Acabada a piscina fomos espreitar o palco Taina, onde ainda apanhámos os Hitchpop, trio que junta três músicos do Porto, dois deles (saxofone e bateria) oriundos do jazz com um baixo oriundo do rock. O saxofone de João Guimarães (e também muitos efeitos electrónicos) juntou-se à bateria do versátil Marcos Cavaleiro, num trio que era complementado com o baixo de Miguel Ramos (Mesa, Supernada, Jorge Palma, NACO). A música, pouco jazzística mas muito exploratória, revelou-se muito interessante e deixou água na boca. Fechado o palco Taina, abriu de seguida o palco Milhões, onde fomos encontrar Al Doum & The Faryads. Os italianos trabalharam longas jams de experimentação psicadélica, com um sabor arábico (pelo uso de flautas e percussão), enquadrando-se na tradição de bandas exploratórias como Kemialliset Ystävät ou DOPO. Abrindo o palco Vodafone.FM, os californianos Tijuana Panthers foram uma bela surpresa. O trio de voz e baixo, guitarra e bateria mostrou um rock rasgadinho, de tradição clássica e sem inventar muito, cheio de temas bem desenhados. Apesar de terem tocado cedo, conquistaram o público e justificaram merecer mais exposição e um palco maior.
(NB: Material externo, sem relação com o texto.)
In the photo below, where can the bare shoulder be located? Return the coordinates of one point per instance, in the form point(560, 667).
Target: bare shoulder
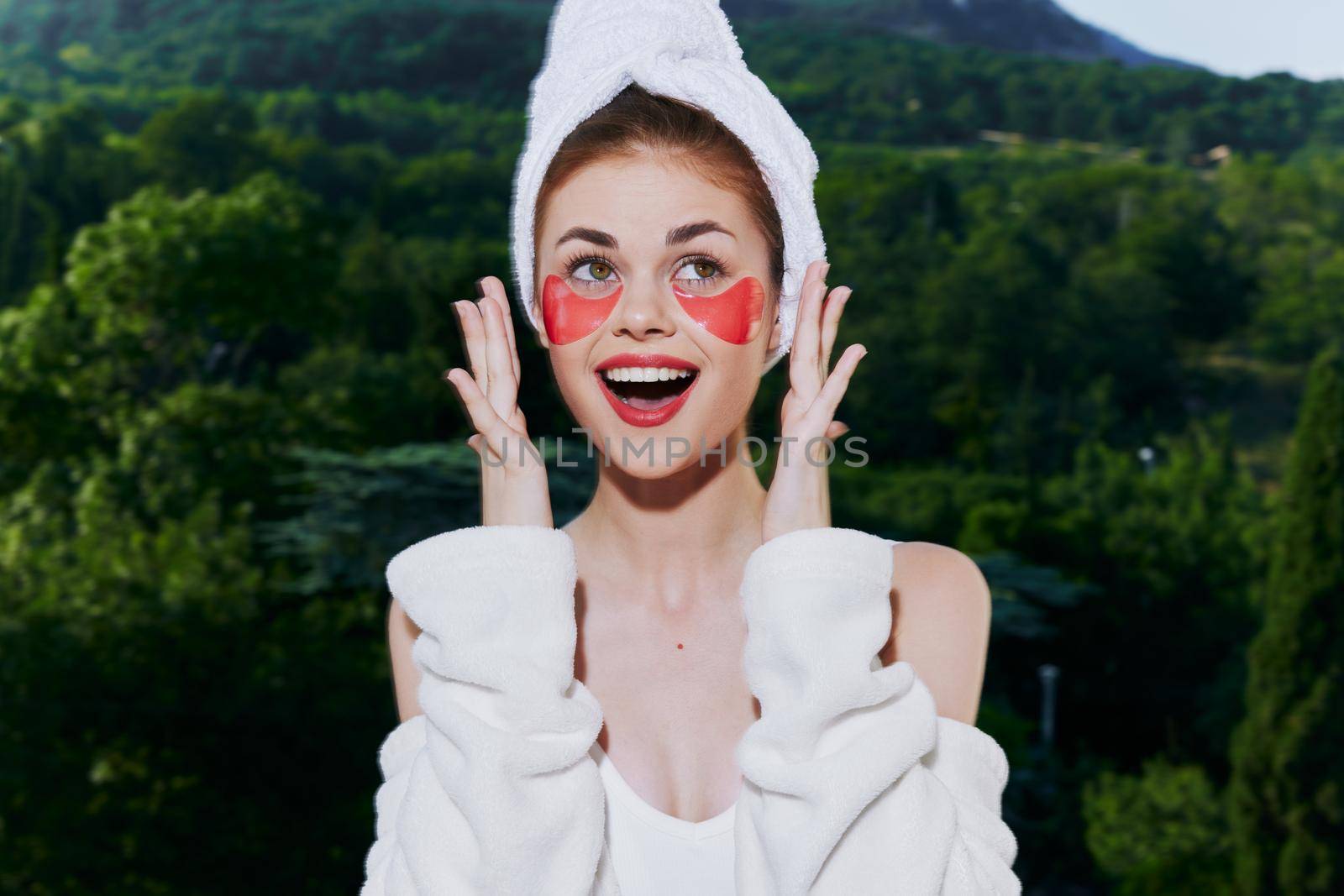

NC
A presença dos ingleses All We Are num festival como o Milhões de Festa é no mínimo questionável; chamemos-lhe "síndrome Alt-J", já que, para todos os efeitos, mais não parece uma tentativa da organização de tentar ter uma banda quase-famosa no seu cartaz antes que esta se apresente nos Mexefests e Alives desta vida (e não fomos nós que o dissemos: foi um guitarrista barcelense que manterá nestas linhas o anonimato). Porque, ao vivo, lembram exactamente o concerto que os britânicos deram aqui em 2012: um indie chato e sensaborão, em que nem a piadita infame (We are all we are!) coloca algum sal, soft rock sem sentido que a dada altura de desenrola em sotaque brasileiro e arranca numa versão de "Can't Do Without You", do mago Caribou, arruinando-a para sempre aos nossos ouvidos. Foram comprados nos saldos da Pitchfork?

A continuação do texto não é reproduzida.